Die Politik nutzt die erkaufte Zeit nicht

Das griechische Theater kann den Weg frei machen, für eine Fortsetzung der aktuellen Politik, eine Krise die durch zu viel und zu billiges Geld ausgelöst wurde durch noch mehr und noch billigeres Geld zu bekämpfen. Dabei kann die EZB der Politik nur Zeit kaufen, die eigentlich erforderlichen Dinge zu tun, allen voran eine europaweite Schuldenrestrukturierung.

Die Politik nutzt die gewonnene Zeit jedoch nicht. Spätestens seit den magischen "Whatever it takes"-Worten von Mario Draghi, hat sie sich aus der Krisenlösung zurückgezogen. Immer tiefere Zinsen signalisieren den Finanzministern Entspannung, dabei widerspiegeln diese mehr die erfolgreiche Spekulation auf Deflation und das Vertrauen darauf, letztlich die Anleihen mit sattem Gewinn an die EZB weiterzureichen.
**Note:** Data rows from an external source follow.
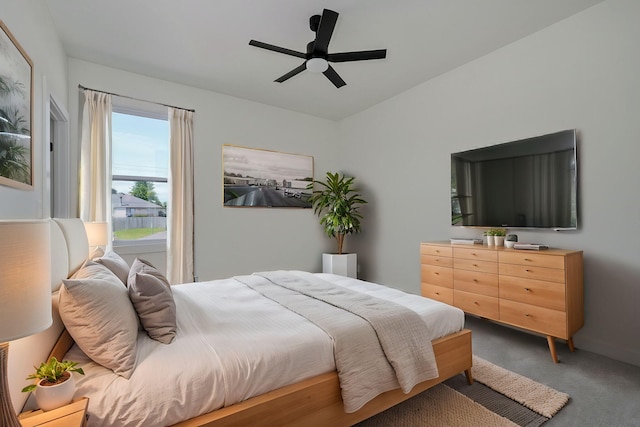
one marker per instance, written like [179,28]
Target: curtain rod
[136,99]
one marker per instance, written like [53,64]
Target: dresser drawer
[475,265]
[480,305]
[441,261]
[477,254]
[532,272]
[436,250]
[476,282]
[438,293]
[539,319]
[434,275]
[531,259]
[535,292]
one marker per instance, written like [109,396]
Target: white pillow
[99,316]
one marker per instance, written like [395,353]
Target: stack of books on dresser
[466,241]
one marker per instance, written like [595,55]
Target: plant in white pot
[55,385]
[336,202]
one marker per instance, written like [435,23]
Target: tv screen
[531,183]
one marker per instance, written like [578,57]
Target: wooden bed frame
[317,401]
[314,402]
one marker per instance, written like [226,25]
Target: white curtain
[180,210]
[95,158]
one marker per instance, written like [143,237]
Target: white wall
[580,73]
[230,241]
[30,24]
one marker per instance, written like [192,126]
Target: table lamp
[25,293]
[97,234]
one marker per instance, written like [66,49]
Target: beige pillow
[115,263]
[152,299]
[99,316]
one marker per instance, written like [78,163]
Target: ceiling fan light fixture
[317,65]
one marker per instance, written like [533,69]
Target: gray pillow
[99,316]
[116,264]
[152,299]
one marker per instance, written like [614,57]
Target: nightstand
[71,415]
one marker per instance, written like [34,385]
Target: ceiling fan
[317,57]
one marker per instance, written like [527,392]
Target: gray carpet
[604,392]
[498,397]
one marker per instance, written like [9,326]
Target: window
[140,171]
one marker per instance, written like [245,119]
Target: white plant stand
[343,264]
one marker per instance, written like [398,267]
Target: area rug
[498,397]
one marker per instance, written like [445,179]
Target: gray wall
[580,73]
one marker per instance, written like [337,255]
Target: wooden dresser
[540,291]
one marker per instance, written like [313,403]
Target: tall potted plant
[336,202]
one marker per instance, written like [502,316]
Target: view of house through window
[140,170]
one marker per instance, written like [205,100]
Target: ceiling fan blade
[325,30]
[334,77]
[277,49]
[292,73]
[357,56]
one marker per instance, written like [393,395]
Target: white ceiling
[204,43]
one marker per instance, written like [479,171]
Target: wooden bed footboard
[317,401]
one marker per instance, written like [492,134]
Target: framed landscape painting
[16,113]
[263,178]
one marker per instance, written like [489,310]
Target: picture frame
[16,113]
[254,177]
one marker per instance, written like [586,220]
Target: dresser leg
[467,373]
[552,348]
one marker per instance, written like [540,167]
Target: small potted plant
[490,237]
[498,236]
[55,385]
[337,203]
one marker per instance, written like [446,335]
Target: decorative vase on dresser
[540,291]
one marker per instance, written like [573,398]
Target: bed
[280,368]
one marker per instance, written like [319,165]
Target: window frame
[133,107]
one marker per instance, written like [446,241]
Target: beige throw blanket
[378,345]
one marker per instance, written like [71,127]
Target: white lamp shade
[97,233]
[25,276]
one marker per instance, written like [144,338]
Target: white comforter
[231,344]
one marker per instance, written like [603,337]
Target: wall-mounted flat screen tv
[531,183]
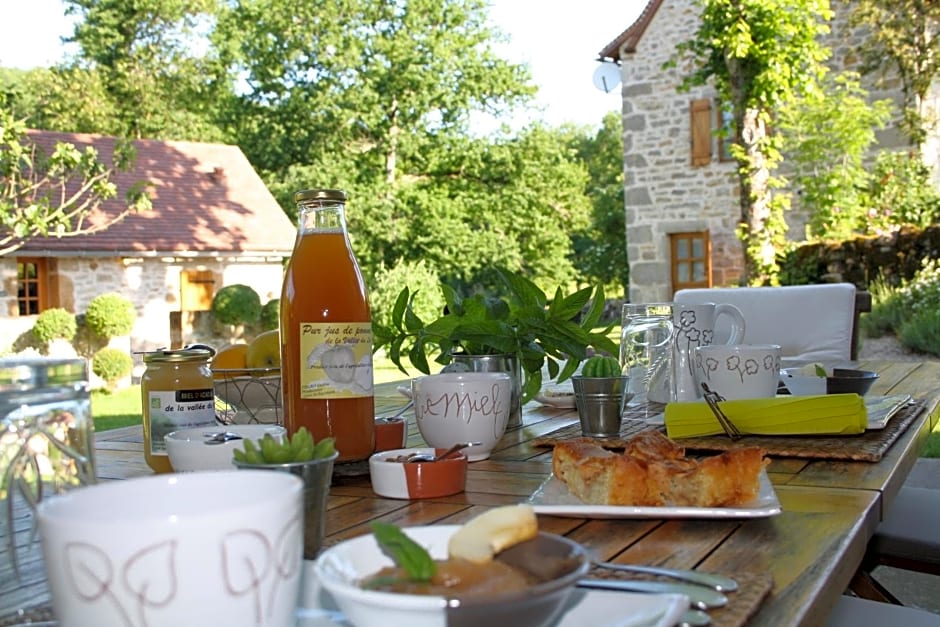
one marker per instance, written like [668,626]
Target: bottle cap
[320,194]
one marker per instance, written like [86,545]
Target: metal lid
[195,352]
[336,195]
[40,372]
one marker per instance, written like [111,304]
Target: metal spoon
[695,618]
[397,413]
[221,438]
[700,597]
[710,580]
[427,457]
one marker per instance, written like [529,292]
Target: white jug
[695,326]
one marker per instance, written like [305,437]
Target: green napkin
[840,414]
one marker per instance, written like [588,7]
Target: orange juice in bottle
[326,331]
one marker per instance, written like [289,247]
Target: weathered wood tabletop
[811,549]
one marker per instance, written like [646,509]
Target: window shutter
[701,114]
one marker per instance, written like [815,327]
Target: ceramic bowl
[218,548]
[188,451]
[252,396]
[840,381]
[418,480]
[555,562]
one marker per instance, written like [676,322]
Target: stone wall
[663,192]
[152,284]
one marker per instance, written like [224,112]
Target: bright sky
[558,39]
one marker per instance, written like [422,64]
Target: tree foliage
[600,250]
[759,54]
[142,54]
[51,195]
[826,135]
[904,35]
[372,97]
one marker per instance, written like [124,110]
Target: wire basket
[248,396]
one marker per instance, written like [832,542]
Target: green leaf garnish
[405,552]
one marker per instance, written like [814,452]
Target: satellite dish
[607,77]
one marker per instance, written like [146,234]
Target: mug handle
[737,321]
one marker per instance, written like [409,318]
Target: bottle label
[178,409]
[336,360]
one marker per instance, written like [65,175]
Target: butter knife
[699,597]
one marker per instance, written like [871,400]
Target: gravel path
[888,347]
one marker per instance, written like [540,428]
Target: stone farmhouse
[213,223]
[680,185]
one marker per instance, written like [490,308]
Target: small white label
[180,409]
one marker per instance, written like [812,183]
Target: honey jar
[176,393]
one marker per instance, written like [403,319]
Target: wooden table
[811,550]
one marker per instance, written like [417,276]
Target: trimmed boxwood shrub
[53,324]
[111,364]
[236,304]
[110,315]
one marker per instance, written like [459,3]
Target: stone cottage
[213,223]
[680,185]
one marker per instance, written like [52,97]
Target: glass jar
[177,392]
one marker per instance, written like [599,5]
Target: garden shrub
[54,324]
[421,281]
[236,304]
[270,315]
[909,311]
[921,333]
[111,365]
[110,315]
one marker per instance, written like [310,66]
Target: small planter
[600,402]
[317,474]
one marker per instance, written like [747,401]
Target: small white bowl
[557,561]
[188,451]
[417,480]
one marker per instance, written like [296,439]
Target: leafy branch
[54,195]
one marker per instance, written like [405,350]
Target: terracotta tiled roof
[207,199]
[628,39]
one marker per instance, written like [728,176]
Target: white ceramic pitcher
[695,326]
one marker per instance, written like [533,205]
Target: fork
[712,398]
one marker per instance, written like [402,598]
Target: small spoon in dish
[427,457]
[221,437]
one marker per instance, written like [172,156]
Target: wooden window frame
[700,129]
[27,304]
[674,261]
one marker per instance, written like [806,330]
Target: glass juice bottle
[326,331]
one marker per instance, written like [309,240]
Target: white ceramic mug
[695,326]
[737,371]
[453,407]
[202,548]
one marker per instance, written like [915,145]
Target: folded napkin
[840,414]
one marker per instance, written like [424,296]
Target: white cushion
[809,322]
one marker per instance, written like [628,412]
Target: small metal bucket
[600,402]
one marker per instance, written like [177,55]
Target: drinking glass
[646,352]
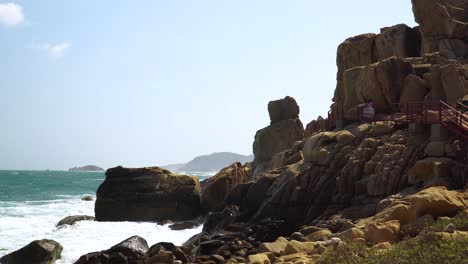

Die eigentlichen Probleme Europas, die unzureichende Wettbewerbsfähigkeit und die Überschuldung werden so jedoch nicht gelöst, sondern wachsen immer weiter an. Ganz Europa ist auf dem besten Wege zwar nicht wie Griechenland, so doch zumindest wie Italien zu werden: verkrustet, nicht wettbewerbsfähig und pleite.